The abysses behind the idyllic façades of life
“Painting is the best act of loneliness” (David Lynch)
In 1964 Lynch began studying art. “Painting is the most beautiful act of isolation,” says David Lynch, whose large body of paintings, drawings, and photographs has been explored in recent years. “When you’re painting, there’s just you and the canvas. You can make a thousand discoveries.” And Lynch has indeed produced thousands of drawings, paintings, sculptures, and photographs over the last few decades. Some of his oil paintings contain the same kind of disturbing intensity and brutality unique to his films. Do You Really Want to Know What I Think, depicting a half-naked woman being threatened by a man with a knife, is just one of these works.
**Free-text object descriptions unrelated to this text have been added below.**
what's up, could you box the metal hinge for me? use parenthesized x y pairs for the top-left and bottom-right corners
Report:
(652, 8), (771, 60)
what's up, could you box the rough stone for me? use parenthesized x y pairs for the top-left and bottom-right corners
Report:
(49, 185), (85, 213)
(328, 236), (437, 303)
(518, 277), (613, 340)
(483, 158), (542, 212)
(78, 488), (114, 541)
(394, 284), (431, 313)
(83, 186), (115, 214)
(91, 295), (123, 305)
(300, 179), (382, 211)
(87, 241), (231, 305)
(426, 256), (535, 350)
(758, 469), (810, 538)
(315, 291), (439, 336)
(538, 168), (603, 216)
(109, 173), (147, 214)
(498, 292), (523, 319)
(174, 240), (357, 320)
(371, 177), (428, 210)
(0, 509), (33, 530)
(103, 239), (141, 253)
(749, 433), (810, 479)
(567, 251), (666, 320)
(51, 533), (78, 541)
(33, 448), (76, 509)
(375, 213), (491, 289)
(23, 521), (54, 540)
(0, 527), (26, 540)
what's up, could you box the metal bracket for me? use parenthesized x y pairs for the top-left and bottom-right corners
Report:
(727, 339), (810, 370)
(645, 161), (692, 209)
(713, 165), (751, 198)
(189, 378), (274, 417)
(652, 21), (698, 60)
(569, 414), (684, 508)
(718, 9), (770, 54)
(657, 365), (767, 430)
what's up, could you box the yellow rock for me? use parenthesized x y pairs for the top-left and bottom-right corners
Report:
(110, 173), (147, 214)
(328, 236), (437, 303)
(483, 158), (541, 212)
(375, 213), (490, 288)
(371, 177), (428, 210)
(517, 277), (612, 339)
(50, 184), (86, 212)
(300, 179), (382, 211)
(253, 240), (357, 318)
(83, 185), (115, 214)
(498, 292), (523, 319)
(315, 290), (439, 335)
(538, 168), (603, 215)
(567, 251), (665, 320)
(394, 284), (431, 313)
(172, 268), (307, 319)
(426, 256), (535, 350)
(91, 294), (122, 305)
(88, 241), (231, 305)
Or there are the Bob - 33 paintings from the Bob series (1988-2007). Lynch not only identifies with the pictures, but with Bob himself—it is not just the “sound of the name” that he likes. Above an abstract work is written Bob sees himself walking, while Bob loves Sally can be read above a more figurative depiction of a sex act. Love, sexuality, and violence are central themes for Lynch. In his films he has created many indescribably powerful loves scenes. Perhaps what Lynch once said in an interview about Blue Velvet can also be applied to his non-film works: “It’s about the mysteries of love and darkness . . . a film about things that are hidden.” Most of the surfaces of his paintings are dark-hued, and they also incorporate organic materials and objects. Like his films, the paintings have cryptic textures whose content can only be guessed at.
There is also an imposing wealth of photographs. Frequently they are of old industrial ruins—which seem to have a magical attraction for Lynch—and of female nudes, such as the photo series Distorted Nude, in which Lynch artfully distorts erotic photographs that date from the nineteenth century to the 1940s. He describes this as an attempt “to get a feeling for the pictures.” He is always interested in the organic—in weave, structure, form, and light. Lynch often works with very little daylight. Distorted movements give many of the scenes a nightmarish appearance. His images are like his films: gloomy, disturbing, and difficult to decipher. For Lynch, “Photography, painting, film [are] nothing more than ways to translate ideas. For a photo, a single association is often enough, while for films, I spend years collecting ideas.” All of his works circle around his characteristic themes, especially that of the abysses behind the idyllic façade of life in the suburbs, and the issue of varying truths.